Moose numbers on rise in Maine

It didn't take very long to spot one. Before even pushing our canoes off land on our first moose safari, we saw a moose just a few feet away. Her head and bulbous nose dripping with water, she blankly stared at us and then returned to the underwater chomping that we had interrupted.

But it hasn't always been this way.

Around the turn of this century, the moose population was down to a few thousand animals in much of North America. Few laws protected moose when hunting and the transformation of their habitat to farms practically eliminated these big-hoofed animals.

But over the past 50 years, as hunting became controlled and farmland slowly returned to forest, moose populations exploded across parts of their former range. Now, about a million of these docile members of the deer family reside in the northern part of North America, almost three times the population during the mid-1940s.

Ironically, moose populations today have benefited from the two human activities that almost caused their demise: hunting and clear-cutting. Wolves, their natural predators, have been wiped out from much of the north woods by hunting.
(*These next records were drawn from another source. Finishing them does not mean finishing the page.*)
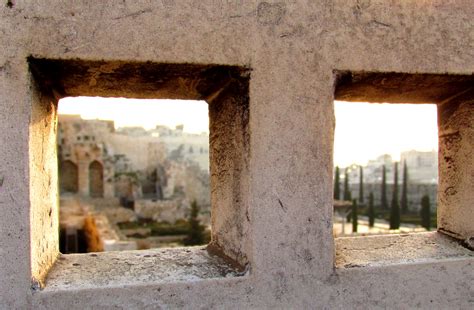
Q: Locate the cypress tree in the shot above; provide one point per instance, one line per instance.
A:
(395, 207)
(196, 230)
(347, 192)
(337, 185)
(354, 215)
(425, 212)
(361, 184)
(384, 201)
(371, 210)
(404, 199)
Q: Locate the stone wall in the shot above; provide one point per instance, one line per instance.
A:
(270, 71)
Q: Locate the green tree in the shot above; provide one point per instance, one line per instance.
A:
(384, 201)
(425, 212)
(196, 230)
(371, 210)
(347, 192)
(337, 185)
(361, 184)
(404, 199)
(395, 207)
(354, 215)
And most significantly, the logging industry, with its clear-cutting techniques, has turned wide areas of old forest into young secondary forest with plenty of supple leaves and low branches for moose to feed on.
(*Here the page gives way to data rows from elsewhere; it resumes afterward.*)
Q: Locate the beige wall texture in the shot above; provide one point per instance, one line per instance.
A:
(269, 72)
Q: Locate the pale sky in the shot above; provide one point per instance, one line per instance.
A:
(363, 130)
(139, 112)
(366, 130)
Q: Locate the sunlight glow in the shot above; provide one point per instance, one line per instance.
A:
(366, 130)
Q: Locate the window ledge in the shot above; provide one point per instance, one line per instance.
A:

In New England, moose have spread south from their focal point in northern Maine, where their populations have grown from roughly 2,000 at the beginning of the century to about 30,000.
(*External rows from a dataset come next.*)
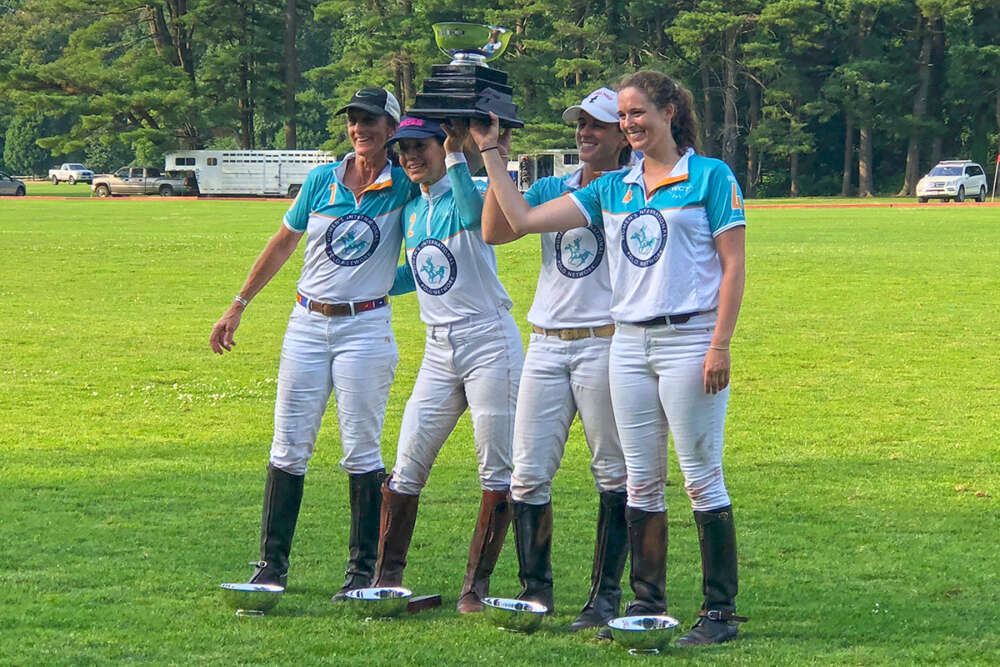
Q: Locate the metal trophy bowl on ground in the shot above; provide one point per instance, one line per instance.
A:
(467, 87)
(514, 615)
(642, 634)
(251, 599)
Indeed, today moose are an economic asset here, as most moose don't mind having people watch them, and tourists from across the globe flock to these parts to go on "Moose safaris." Jenny Ward, a north woods guide, says that during the summer she takes hundreds of people eager to see this large vegetarian in its native habitat.

Lakes are the best place to spot them, Ms. Ward says, because moose are attracted to water, where they can spend hours submerged, sucking up algae and other aquatic vegetation rich in minerals.

A thousand-pound adult eats between 25 and 50 pounds of foliage a day in the summer. In the winter, when vegetation is less bountiful, its consumption decreases to between 10 and 20 pounds of twigs and pine needles. A moose's winter favorite: Christmas trees or balsam firs.

Its "only a mother could love" looks are the result of its adaptation to the icy boreal woods. With its long legs, it can easily run through the forest over tumbled tree trunks, eluding predators. The bulb-shaped nose, covered on the inside with hundreds of tiny veins that warm up sub-zero air, protects its lungs.

Its two-layered, insulating coat is one of nature's finest. One woolly layer acts as its thermal underwear. The outer layer of long, hollow hairs serves a double function. In the winter, it protects the animal from icy winds. In the summer, it helps the animal to swim. In fact, moose are prodigious swimmers. They can swim at roughly 5 miles an hour.

At up to six-feet tall and 1,800 pounds, moose are bigger than most other mammals and usually do not budge when confronted. This is why, experts say, it's fairly easy to watch them without having them dart. Unfortunately, this trait carries forward when moose are faced with moving vehicles. According to Karen Morris, the state biologist, there are more than 600 moose-car accidents a year in Maine, most of them in the spring, when moose come out on the roads to lick salt. And moose can be dangerous not only on the road. In two circumstances moose should not be approached: when a cow is with her calf and during the mating season, from mid-September to mid-October.